A treadmill is the perfect piece of equipment to perfect your running technique. As you run, you will want to keep your head up and look ahead. It can be very tempting to keep your eyes on your feet, or constantly stare at the console and the data as you run. Try to get out of the habit of this and replicate a real run. You will obviously want to be looking up when running the marathon.
Listen out for your footfall as you run. If it sounds heavy, you might want to shorten to quicker strides. One absolute no-no when running on a treadmill is holding onto the handrail as you run. Handy hint – there’s no handrail in a marathon.
When running a marathon, you will face a series of different obstacles. There’ll be people around, obstacles in your way, different surfaces to run on, drinks to pick up on the way, the weather and many more distractions as you run. When training on a treadmill, it can be very easy to get bored as you train, as yes, you’ll be facing none of these distractions. Aim to keep yourself entertained with a playlist, a podcast or even movies and TV shows. If you want to get really inspired, watch footage from one of the most extreme marathons as you train.
There can be some limitations to treadmill training for marathons.
An example is when you are training at the gym. You might want to put in an extended session of two to three hours, but then find out because the gym is busy, you are being limited to an hour. This can be a problem if your gym does enforce such rules (maybe join another gym if that is the case).

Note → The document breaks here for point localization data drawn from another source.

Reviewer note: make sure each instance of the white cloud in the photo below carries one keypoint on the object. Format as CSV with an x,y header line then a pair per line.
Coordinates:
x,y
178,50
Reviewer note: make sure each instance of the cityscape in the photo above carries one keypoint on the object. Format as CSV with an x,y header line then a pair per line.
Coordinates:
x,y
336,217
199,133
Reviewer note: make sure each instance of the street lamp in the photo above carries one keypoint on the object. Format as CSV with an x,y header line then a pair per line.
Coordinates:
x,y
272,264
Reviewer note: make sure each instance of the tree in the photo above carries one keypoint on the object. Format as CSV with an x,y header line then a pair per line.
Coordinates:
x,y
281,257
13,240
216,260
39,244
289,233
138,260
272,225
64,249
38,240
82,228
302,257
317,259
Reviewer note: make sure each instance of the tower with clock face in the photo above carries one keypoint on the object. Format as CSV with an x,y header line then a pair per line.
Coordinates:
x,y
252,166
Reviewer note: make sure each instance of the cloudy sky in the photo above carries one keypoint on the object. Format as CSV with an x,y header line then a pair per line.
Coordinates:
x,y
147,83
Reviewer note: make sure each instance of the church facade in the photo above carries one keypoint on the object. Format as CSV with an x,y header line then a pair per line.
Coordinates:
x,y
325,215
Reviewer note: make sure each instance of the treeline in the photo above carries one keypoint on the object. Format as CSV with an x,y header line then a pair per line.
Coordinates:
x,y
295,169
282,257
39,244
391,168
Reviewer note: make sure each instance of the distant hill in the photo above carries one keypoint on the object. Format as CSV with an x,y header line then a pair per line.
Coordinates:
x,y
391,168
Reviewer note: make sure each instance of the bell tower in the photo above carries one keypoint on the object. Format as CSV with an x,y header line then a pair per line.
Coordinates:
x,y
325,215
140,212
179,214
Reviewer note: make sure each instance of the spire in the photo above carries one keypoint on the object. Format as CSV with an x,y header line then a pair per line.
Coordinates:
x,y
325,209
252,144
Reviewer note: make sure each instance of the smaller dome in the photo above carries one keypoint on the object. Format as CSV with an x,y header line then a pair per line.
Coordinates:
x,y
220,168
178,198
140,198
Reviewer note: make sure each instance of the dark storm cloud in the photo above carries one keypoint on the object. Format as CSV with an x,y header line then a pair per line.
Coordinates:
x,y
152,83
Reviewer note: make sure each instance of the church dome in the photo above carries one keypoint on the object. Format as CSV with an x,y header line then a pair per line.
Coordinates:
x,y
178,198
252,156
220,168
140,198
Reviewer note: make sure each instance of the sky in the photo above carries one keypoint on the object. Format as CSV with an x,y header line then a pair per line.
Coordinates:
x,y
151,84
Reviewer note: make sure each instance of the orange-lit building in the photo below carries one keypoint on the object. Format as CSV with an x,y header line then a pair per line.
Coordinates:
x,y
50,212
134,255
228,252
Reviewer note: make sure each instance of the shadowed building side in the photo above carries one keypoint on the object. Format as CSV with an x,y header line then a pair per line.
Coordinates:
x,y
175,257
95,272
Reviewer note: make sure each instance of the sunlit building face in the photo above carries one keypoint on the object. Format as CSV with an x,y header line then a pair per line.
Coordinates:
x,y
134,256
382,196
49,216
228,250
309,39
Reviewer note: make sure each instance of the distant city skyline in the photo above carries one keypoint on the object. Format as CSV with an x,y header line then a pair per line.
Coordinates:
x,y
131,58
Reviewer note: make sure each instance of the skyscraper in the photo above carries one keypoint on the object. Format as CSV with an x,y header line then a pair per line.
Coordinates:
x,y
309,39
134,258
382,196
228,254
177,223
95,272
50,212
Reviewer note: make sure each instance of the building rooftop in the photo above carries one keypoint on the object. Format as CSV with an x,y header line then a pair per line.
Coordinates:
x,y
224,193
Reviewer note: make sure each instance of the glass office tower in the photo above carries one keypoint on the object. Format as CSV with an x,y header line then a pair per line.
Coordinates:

Almost all treadmills will have incline settings, but many won’t allow you to run downhill. When running downhill, which you will at stages of a marathon, you are using different muscle sets, and you won’t be able to replicate this on non-decline treadmills.
One aspect of marathon running that you can’t replicate on a treadmill is the different surfaces and curvature of the route. On a treadmill, everything is obviously even. Running a marathon, you’ll be running from the pavement onto the road and back again, be dodging obstacles, facing different leans and bumps and running on concrete, cobbled roads (a big feature of the London Marathon) and a variety of different surfaces.
In an ideal world, you could incorporate a mixture of treadmill running and road running. This way you have the best of both worlds. If you’re running during the day and the weather conditions allow it, make it a plan to go on an outdoor run. During the evening, or when it is snowing outdoors, stick to the treadmill. This combination could be an ideal preparation for the challenges of those 26 miles and 365 yards.